Whoever doubted the stronghold of condoms was sorely mistaken. Pregnancy and sexually transmitted infections might seem like obvious enough incentives to "glove up," but now, new research suggests that unprotected sex may worsen endometriosis.
Last month, the European Journal of Obstetrics & Gynecology and Reproductive Biology released an article investigating the effects of semen on endometrial tissue growth. The study, which compared samples from women with and without endometriosis, found that seminal plasma significantly increased growth in the women with endometrial disease, by almost three fold.
The reason behind this novel finding is due to high concentrations of various macromolecules in seminal fluid. When uterine tissue samples from women with endometriosis were treated with combined antibodies, which promote chemical blockers to these molecules, growth was significantly suppressed, suggesting that in nature, these women are susceptible to semen-induced flare-ups. The same was not true for women without endometriosis.
The study also showed that concentrations of these macromolecules--most notably, prostaglandin E2 (PGE2) and hepatocyte growth factor (HGF)--were much higher in the seminal fluid of men than in the blood or abdominal fluid of women, regardless of endometriosis status.
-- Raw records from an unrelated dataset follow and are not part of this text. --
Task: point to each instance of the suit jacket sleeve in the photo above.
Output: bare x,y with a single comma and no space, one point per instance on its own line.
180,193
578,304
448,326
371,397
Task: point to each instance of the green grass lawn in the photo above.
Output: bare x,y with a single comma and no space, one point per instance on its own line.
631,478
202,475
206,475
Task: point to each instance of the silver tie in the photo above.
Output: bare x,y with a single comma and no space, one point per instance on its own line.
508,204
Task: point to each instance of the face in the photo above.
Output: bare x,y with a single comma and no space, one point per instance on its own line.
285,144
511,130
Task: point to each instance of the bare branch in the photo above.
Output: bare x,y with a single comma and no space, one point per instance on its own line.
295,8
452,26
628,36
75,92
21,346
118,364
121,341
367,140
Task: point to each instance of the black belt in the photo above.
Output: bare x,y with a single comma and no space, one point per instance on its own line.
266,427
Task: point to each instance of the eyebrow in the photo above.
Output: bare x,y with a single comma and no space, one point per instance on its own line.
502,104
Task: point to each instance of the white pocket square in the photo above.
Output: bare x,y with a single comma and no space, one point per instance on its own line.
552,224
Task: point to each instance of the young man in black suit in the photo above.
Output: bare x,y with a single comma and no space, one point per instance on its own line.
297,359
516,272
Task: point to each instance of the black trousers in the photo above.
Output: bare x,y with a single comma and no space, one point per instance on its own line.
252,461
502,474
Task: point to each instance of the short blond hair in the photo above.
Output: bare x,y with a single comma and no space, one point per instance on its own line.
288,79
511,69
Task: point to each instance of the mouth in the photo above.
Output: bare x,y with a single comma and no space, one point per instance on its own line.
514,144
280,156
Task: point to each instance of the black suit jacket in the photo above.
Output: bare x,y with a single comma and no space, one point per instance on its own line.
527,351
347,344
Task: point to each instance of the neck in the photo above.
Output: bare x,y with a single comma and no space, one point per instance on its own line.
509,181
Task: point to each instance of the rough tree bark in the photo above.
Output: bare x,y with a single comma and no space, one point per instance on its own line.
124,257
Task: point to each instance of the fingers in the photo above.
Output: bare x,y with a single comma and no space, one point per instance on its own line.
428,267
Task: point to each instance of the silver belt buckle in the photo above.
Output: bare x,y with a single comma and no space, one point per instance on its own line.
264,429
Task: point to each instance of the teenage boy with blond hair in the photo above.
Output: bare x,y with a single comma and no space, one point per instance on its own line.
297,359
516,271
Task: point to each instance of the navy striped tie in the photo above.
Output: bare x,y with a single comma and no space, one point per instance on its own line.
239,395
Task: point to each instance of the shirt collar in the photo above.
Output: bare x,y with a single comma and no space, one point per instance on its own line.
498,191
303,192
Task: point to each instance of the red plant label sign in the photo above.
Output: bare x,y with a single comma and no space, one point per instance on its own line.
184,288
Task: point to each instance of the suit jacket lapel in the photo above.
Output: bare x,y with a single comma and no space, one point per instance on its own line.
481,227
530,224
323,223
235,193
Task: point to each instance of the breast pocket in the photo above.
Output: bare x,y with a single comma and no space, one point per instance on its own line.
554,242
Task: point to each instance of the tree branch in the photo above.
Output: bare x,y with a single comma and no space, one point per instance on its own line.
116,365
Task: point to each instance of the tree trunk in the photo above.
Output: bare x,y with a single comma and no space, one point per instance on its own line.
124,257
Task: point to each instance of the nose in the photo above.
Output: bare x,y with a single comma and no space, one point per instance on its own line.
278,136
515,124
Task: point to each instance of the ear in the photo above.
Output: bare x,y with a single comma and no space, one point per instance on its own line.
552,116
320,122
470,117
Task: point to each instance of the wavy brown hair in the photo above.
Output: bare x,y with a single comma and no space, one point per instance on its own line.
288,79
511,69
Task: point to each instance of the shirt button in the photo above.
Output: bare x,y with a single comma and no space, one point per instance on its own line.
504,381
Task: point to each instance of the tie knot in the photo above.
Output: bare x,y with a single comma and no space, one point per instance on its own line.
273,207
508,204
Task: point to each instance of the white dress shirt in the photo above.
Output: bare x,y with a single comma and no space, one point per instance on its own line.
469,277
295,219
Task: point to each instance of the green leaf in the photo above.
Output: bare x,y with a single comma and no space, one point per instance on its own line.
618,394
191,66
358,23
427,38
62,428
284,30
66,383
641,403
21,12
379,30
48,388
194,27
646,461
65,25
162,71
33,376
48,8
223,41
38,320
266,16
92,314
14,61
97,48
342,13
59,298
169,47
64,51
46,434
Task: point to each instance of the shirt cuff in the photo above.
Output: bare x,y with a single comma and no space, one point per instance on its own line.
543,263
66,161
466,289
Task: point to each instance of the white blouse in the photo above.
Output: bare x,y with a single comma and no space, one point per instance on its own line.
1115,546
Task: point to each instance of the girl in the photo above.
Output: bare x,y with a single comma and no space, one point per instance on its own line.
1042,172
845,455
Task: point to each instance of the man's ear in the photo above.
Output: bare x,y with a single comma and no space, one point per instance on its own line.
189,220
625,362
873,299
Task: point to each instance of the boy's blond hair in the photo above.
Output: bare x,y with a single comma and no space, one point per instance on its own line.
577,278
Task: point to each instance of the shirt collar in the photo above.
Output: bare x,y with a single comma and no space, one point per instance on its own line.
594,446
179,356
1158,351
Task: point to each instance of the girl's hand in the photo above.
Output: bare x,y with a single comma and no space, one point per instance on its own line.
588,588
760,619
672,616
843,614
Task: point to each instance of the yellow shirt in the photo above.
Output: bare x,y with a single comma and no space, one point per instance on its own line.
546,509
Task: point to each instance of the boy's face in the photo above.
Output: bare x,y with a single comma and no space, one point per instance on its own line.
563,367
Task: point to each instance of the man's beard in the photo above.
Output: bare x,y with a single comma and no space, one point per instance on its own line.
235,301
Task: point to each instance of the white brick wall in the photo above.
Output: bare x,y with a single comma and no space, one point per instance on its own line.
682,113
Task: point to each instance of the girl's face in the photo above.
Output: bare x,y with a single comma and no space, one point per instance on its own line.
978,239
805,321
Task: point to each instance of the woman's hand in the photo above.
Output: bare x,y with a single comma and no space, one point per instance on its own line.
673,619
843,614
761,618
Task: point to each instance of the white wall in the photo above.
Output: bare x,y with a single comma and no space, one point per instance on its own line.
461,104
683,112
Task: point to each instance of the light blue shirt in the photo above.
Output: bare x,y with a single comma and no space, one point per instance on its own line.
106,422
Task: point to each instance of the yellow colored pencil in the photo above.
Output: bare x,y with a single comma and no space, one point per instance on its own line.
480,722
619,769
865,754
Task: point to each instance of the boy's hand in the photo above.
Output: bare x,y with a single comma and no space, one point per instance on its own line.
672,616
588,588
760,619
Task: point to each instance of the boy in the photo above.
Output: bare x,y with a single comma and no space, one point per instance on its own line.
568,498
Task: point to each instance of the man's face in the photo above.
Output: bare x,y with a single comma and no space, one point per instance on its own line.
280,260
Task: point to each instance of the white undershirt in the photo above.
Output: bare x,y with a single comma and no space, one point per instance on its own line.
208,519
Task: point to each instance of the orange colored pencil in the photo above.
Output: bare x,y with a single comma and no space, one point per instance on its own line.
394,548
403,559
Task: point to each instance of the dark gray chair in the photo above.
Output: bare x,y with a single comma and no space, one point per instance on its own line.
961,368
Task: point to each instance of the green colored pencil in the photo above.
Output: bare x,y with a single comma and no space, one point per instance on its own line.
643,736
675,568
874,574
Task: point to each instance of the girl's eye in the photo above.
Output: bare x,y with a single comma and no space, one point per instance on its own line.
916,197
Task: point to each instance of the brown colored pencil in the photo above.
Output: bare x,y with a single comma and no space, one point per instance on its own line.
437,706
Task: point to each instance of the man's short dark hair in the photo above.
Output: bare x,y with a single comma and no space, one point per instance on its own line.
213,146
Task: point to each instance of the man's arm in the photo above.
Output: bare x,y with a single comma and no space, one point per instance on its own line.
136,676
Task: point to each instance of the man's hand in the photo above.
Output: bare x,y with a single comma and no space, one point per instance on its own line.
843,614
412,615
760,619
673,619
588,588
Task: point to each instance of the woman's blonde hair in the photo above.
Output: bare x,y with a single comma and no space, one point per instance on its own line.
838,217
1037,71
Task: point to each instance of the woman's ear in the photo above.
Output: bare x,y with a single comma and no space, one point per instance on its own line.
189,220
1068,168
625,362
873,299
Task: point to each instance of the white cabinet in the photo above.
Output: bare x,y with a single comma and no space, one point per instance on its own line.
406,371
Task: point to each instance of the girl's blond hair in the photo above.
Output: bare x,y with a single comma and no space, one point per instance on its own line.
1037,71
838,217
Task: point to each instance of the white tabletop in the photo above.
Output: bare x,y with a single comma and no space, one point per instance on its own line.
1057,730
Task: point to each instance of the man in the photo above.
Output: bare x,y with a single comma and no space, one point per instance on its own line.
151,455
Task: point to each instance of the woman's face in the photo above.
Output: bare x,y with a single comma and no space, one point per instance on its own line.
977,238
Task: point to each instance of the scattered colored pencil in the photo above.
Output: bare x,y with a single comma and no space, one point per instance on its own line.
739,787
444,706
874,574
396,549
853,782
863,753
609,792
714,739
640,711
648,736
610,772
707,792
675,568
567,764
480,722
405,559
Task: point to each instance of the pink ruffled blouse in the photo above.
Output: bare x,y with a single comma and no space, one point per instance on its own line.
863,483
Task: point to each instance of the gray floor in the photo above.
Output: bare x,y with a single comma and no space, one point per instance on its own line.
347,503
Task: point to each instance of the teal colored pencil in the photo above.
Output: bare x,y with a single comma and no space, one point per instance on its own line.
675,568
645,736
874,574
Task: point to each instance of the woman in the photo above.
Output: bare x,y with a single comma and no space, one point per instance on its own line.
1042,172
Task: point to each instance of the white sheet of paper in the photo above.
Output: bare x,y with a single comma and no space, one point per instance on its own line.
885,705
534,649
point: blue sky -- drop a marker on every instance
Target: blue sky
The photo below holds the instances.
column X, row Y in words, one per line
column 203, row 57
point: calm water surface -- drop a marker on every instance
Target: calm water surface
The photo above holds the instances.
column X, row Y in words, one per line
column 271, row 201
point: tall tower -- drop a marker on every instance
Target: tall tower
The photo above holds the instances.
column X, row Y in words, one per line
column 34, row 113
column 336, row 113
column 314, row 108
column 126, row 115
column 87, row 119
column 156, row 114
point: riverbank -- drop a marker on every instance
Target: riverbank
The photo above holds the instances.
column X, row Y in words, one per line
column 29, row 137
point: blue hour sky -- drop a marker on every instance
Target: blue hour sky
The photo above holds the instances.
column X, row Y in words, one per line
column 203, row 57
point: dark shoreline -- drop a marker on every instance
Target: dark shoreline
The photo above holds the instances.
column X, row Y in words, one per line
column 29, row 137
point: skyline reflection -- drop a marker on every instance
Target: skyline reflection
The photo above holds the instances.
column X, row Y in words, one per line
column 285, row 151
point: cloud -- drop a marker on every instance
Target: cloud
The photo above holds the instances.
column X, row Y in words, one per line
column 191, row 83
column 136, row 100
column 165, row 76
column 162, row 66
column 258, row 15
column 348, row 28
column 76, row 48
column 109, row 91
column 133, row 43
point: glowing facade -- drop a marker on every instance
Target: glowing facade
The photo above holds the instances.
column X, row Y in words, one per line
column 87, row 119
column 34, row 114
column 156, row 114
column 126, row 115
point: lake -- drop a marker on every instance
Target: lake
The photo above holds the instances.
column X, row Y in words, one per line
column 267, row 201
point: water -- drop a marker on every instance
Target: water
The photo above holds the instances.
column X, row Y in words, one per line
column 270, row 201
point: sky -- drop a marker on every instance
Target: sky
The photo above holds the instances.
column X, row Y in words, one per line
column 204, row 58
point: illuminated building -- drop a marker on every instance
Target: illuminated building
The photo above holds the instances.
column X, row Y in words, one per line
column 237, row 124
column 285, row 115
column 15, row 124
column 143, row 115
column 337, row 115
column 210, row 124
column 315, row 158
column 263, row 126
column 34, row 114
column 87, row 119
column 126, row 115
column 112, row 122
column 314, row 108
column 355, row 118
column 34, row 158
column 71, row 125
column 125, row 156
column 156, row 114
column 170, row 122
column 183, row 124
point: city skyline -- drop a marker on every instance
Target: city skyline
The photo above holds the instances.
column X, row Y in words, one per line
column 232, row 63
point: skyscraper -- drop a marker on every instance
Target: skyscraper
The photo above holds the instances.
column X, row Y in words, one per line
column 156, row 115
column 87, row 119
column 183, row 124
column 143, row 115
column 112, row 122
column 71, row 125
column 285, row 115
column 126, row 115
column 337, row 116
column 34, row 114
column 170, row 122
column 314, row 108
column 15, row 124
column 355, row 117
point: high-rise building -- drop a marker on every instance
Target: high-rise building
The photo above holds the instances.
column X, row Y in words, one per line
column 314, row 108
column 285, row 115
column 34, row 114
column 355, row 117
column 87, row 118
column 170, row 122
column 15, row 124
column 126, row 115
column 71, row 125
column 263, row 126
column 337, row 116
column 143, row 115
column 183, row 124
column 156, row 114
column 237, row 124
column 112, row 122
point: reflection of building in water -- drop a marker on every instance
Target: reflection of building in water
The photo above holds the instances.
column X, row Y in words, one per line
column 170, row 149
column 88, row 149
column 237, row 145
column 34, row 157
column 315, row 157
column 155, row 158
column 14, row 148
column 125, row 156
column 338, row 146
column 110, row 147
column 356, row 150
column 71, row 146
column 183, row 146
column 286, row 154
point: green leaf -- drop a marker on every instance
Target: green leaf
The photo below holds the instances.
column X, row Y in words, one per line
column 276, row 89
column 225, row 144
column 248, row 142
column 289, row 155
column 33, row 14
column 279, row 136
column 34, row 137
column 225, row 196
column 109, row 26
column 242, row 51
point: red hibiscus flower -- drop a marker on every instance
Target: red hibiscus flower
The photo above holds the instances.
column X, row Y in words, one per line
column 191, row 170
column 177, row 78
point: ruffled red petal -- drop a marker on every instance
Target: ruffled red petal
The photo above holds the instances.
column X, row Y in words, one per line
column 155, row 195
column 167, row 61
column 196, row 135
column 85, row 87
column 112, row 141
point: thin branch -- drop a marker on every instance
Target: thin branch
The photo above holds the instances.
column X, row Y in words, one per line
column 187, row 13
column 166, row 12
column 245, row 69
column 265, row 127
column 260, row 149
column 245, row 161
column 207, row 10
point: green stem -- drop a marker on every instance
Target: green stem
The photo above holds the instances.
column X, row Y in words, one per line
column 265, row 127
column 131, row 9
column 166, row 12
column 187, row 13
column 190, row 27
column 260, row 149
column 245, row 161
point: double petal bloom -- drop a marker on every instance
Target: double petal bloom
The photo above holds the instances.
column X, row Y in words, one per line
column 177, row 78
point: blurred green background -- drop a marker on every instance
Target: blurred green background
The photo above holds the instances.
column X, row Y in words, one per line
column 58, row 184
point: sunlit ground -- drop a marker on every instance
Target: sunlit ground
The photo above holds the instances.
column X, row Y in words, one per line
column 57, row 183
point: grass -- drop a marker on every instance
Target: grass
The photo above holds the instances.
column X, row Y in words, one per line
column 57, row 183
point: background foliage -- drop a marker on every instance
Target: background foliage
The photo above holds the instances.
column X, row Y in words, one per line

While the exact cause of endometriosis is still unknown, this study suggests that direct contact with seminal fluid might be one of perhaps many triggers that might make the disease worse. The obvious flaw with rushing to this conclusion however, is that this is only one small study. The researchers sampled only 18 fertile men, 20 women without endometriosis, and 45 women with endometriosis. To make a more persuasive argument, these results would need to be extended to a much larger, diverse population of people.
Until that time comes, the research suggests that safer, protected intercourse could potentially dampen the painful periods (dysmenorrhea) and excessive bleeding (menorrhagia) that accompany abnormal uterine tissue growth in endometriosis. If this is true, the solution is remarkably simple and cheap--something we don't find too often in health care.